More Than Talking Heads: Congress for the New Urbanism Promotes Healthy Cities and People

The Congress for the New Urbanism (CNU), which I helped to plan this year, is in Atlanta next week, May 19-22. It's the 18th year of the event bringing the nation's most prestigious proponents and creators of livable, sustainable communities to the city for two days of networking, collaboration, education, tours and special programs. Anyone who would like to discuss development practices and public policies, learn from recent innovative work and advance new initiatives to transform communities, is welcome.

See an excellent video: SPRAWLANTA.

CNU is an urban design and development movement dedicated to developing community oriented principles of traditional town and city planning in contrast with the prevailing system of formless sprawl. New urbanist developments are walkable, provide a diverse range of housing options, encourage a rich mix of uses, and provide welcoming public spaces (read the CNU charter). If you are developer, architect, landscape architect, town planner, urban designer, engineer, environmental consultant, transit/transportation planner, bike and ped advocate, housing specialist, real estate broker, regulator, government official, or interested member of the public, you should check it out.

This year's conference is titled New Urbanism: Rx for Health Places and has been organized with assistance from the Centers for Disease Control and Prevention. Many of the strategies that the CNU promotes to make communities more livable, energy efficient and better positioned for economic success are the same ones health officials promote to make places healthier.

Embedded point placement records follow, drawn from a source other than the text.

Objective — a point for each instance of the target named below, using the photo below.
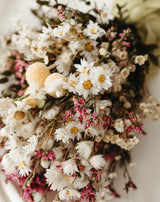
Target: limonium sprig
(72, 103)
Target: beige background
(146, 154)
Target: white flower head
(106, 12)
(61, 134)
(58, 152)
(101, 78)
(51, 113)
(61, 31)
(84, 149)
(74, 129)
(84, 67)
(69, 194)
(97, 161)
(63, 62)
(31, 146)
(141, 59)
(119, 125)
(55, 177)
(69, 167)
(103, 195)
(93, 31)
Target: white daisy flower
(58, 152)
(55, 177)
(51, 113)
(119, 125)
(69, 194)
(31, 146)
(101, 105)
(75, 46)
(85, 86)
(25, 130)
(61, 134)
(101, 78)
(141, 59)
(90, 51)
(63, 62)
(24, 166)
(74, 129)
(69, 167)
(97, 161)
(62, 30)
(71, 83)
(84, 149)
(93, 31)
(84, 67)
(45, 163)
(103, 195)
(81, 182)
(106, 13)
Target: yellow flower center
(67, 178)
(87, 85)
(19, 115)
(21, 165)
(67, 193)
(88, 47)
(61, 32)
(101, 78)
(73, 83)
(88, 131)
(104, 15)
(93, 31)
(74, 130)
(69, 120)
(84, 70)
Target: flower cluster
(75, 109)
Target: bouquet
(72, 102)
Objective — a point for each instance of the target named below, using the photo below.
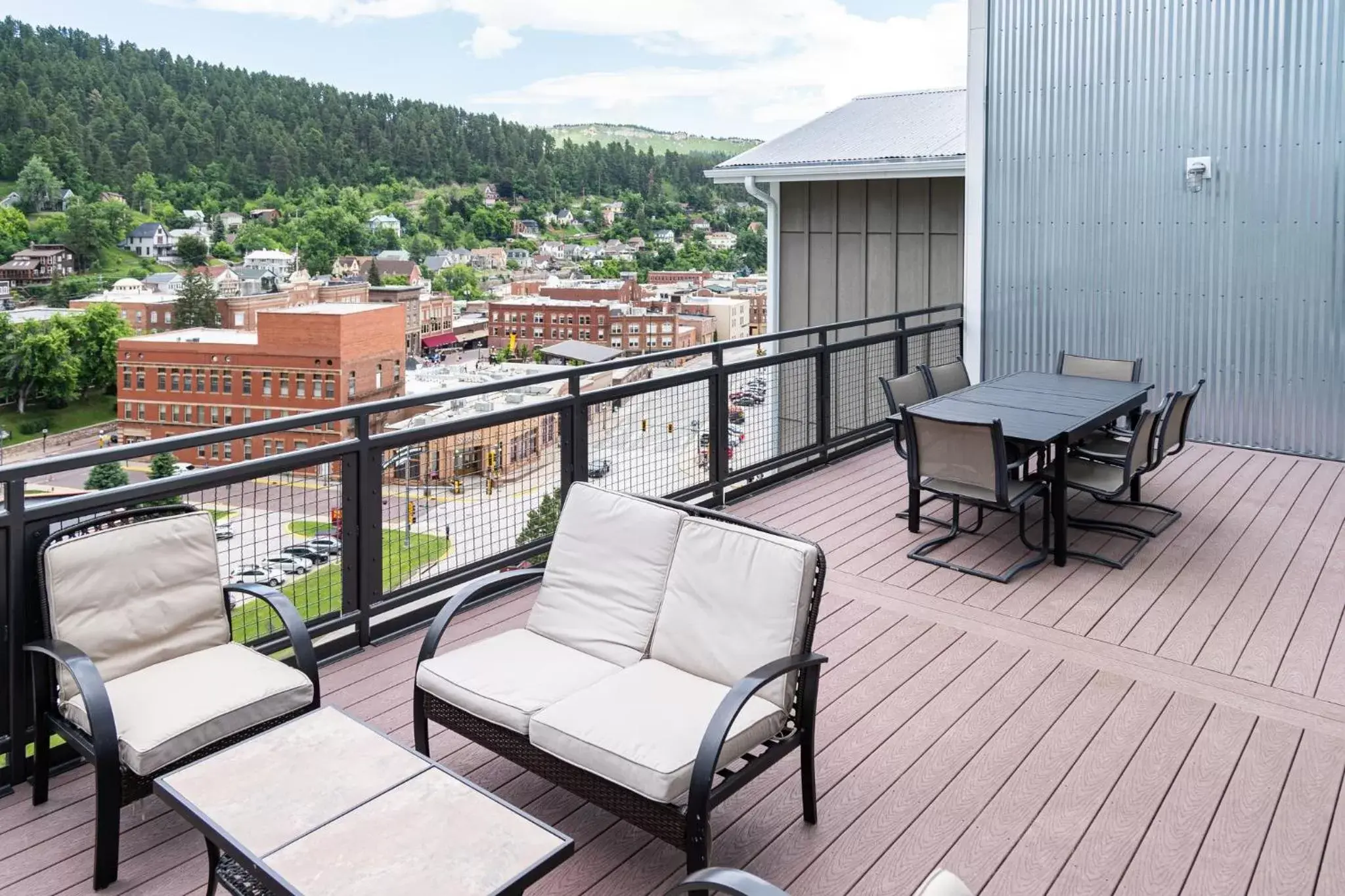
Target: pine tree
(195, 305)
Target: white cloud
(489, 42)
(749, 66)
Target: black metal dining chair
(967, 463)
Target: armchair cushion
(736, 599)
(606, 574)
(642, 727)
(174, 708)
(137, 594)
(510, 676)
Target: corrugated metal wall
(1095, 246)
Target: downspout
(772, 255)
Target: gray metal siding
(1093, 242)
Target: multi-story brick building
(299, 359)
(594, 291)
(540, 322)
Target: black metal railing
(456, 490)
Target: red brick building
(594, 291)
(299, 359)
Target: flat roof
(914, 133)
(205, 335)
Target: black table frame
(1043, 410)
(249, 872)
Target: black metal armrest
(708, 757)
(299, 639)
(726, 880)
(102, 726)
(474, 590)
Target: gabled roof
(916, 133)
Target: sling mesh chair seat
(966, 463)
(1169, 438)
(137, 670)
(1110, 482)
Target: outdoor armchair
(667, 660)
(137, 670)
(967, 463)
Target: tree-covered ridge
(101, 113)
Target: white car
(256, 575)
(288, 563)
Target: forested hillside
(101, 113)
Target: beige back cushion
(606, 574)
(137, 594)
(736, 599)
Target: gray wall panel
(1093, 244)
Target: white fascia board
(942, 167)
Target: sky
(715, 68)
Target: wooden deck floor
(1172, 729)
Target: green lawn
(87, 412)
(319, 593)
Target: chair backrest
(606, 574)
(903, 391)
(1099, 368)
(1141, 454)
(957, 452)
(738, 597)
(133, 589)
(1178, 414)
(944, 378)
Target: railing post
(575, 435)
(368, 531)
(824, 394)
(15, 628)
(718, 425)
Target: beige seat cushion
(137, 594)
(736, 599)
(606, 574)
(642, 727)
(174, 708)
(510, 676)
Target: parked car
(257, 575)
(324, 544)
(305, 553)
(287, 563)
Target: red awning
(441, 339)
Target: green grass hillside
(646, 137)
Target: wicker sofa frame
(115, 784)
(684, 826)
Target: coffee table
(327, 805)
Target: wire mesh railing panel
(778, 412)
(456, 500)
(934, 349)
(857, 398)
(654, 444)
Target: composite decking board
(1103, 586)
(1181, 574)
(1304, 666)
(1265, 652)
(1292, 855)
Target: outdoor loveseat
(666, 662)
(137, 670)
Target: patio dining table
(1042, 410)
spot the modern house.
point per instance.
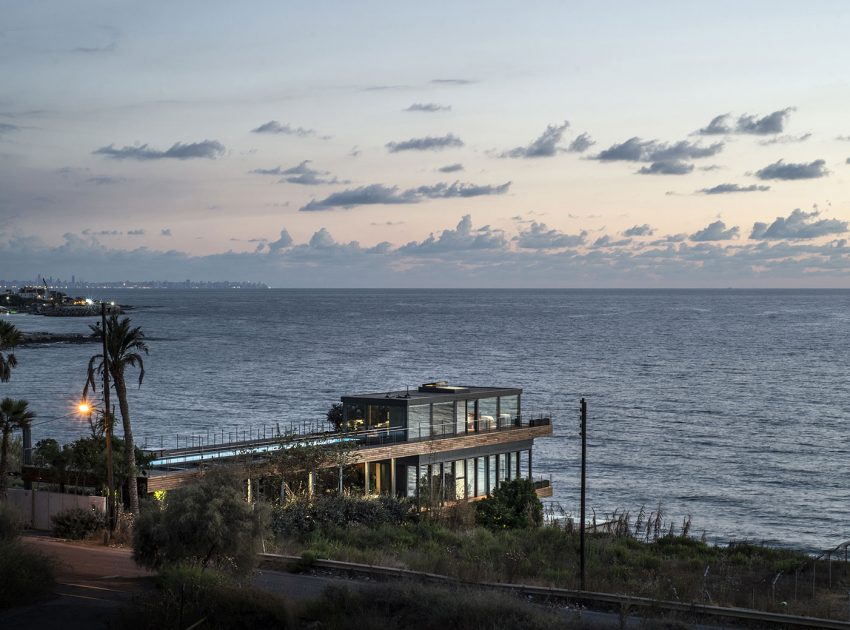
(439, 442)
(451, 442)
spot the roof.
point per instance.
(431, 392)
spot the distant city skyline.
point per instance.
(556, 144)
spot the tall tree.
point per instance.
(9, 338)
(14, 415)
(124, 347)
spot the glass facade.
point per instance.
(442, 419)
(488, 411)
(418, 422)
(508, 411)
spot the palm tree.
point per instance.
(9, 338)
(124, 347)
(13, 415)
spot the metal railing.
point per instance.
(221, 444)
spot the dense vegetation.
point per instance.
(26, 576)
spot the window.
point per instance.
(508, 411)
(481, 477)
(460, 418)
(488, 410)
(418, 422)
(411, 481)
(491, 476)
(442, 419)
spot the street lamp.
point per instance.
(86, 408)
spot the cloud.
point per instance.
(274, 127)
(719, 125)
(283, 242)
(390, 195)
(722, 189)
(667, 167)
(786, 139)
(797, 226)
(546, 145)
(605, 241)
(716, 231)
(452, 81)
(770, 124)
(301, 174)
(539, 236)
(639, 230)
(105, 180)
(429, 143)
(462, 238)
(748, 124)
(208, 149)
(790, 171)
(636, 150)
(428, 107)
(581, 143)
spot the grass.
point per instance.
(670, 567)
(27, 575)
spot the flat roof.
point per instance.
(439, 393)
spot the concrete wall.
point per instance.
(37, 507)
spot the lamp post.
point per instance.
(87, 409)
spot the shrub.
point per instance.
(208, 523)
(27, 574)
(78, 523)
(187, 594)
(10, 523)
(513, 505)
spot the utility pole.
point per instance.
(107, 427)
(583, 489)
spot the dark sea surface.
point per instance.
(729, 406)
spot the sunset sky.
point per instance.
(438, 144)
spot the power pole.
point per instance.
(107, 426)
(583, 489)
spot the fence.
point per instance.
(37, 508)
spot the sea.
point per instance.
(728, 407)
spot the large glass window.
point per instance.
(481, 477)
(491, 476)
(411, 481)
(442, 419)
(355, 416)
(508, 411)
(460, 417)
(487, 412)
(418, 422)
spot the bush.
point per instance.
(27, 574)
(513, 505)
(10, 523)
(78, 523)
(187, 594)
(412, 606)
(298, 518)
(207, 523)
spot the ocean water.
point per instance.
(728, 406)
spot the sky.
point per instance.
(438, 144)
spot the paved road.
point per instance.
(92, 582)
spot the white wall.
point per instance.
(38, 507)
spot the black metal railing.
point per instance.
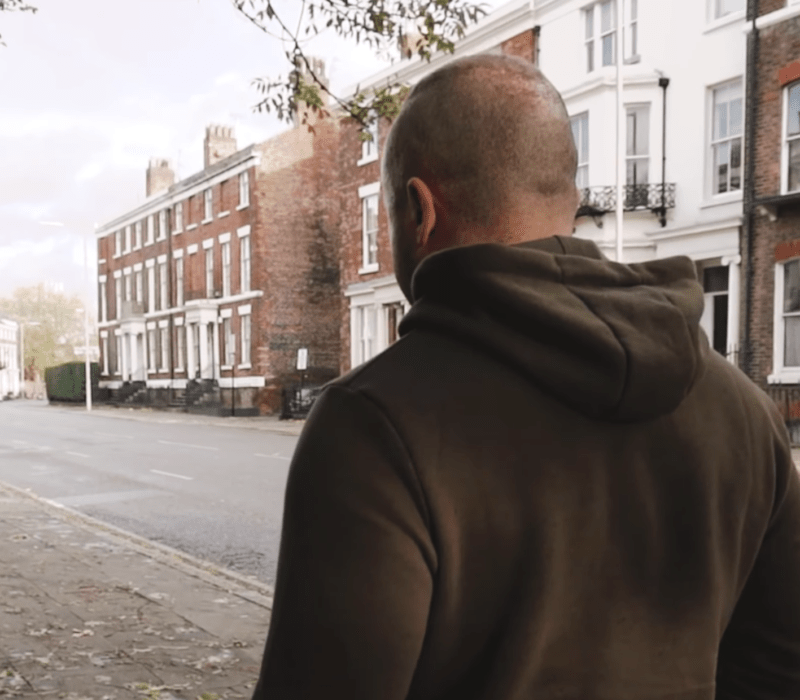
(296, 401)
(597, 201)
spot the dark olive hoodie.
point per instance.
(549, 487)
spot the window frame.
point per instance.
(244, 189)
(712, 177)
(367, 193)
(225, 254)
(152, 351)
(369, 147)
(163, 344)
(244, 264)
(583, 166)
(208, 204)
(178, 217)
(209, 272)
(786, 138)
(781, 374)
(245, 340)
(163, 286)
(631, 108)
(179, 274)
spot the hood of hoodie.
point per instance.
(615, 342)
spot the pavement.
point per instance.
(270, 424)
(90, 611)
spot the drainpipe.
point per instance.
(663, 83)
(751, 111)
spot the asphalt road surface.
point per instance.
(215, 492)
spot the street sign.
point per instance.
(302, 359)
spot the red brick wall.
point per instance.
(767, 6)
(522, 45)
(779, 46)
(295, 258)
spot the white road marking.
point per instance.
(277, 455)
(186, 444)
(127, 437)
(176, 476)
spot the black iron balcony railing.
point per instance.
(597, 201)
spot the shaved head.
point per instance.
(480, 132)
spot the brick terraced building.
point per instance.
(207, 291)
(771, 305)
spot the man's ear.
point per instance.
(421, 199)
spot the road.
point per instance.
(215, 492)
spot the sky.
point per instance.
(92, 89)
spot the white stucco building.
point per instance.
(9, 358)
(683, 102)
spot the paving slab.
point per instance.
(89, 611)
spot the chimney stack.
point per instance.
(317, 66)
(160, 176)
(218, 144)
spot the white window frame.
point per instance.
(369, 148)
(104, 344)
(593, 41)
(582, 173)
(180, 348)
(785, 138)
(244, 189)
(780, 373)
(118, 294)
(244, 264)
(208, 205)
(163, 287)
(103, 301)
(227, 337)
(151, 288)
(163, 343)
(365, 193)
(644, 108)
(711, 179)
(179, 281)
(137, 275)
(152, 350)
(225, 252)
(209, 263)
(178, 217)
(245, 336)
(128, 285)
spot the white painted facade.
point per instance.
(682, 41)
(9, 358)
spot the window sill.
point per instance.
(720, 200)
(785, 376)
(368, 159)
(731, 18)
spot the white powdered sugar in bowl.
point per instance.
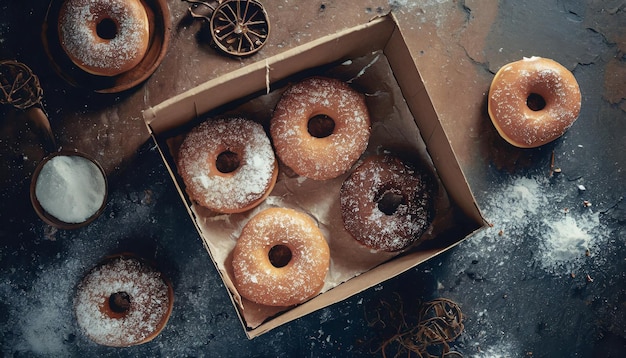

Studies have shown that there are numerous health, social, environmental and economic benefits that come from a more connected way of living that flourishes in towns where people can walk, bike, and interact with their neighbors.

There will be a number of impressive speakers at the conference, but one particular highlight will be David Byrne, front man for Talking Heads. David will speak about how cities reveal themselves differently when traveling on a bicycle as opposed to a car. In addition to David's musical talents, he has spent the past several years writing the Bicycle Diaries, a book chronicling his use of a bicycle as his main form of transportation.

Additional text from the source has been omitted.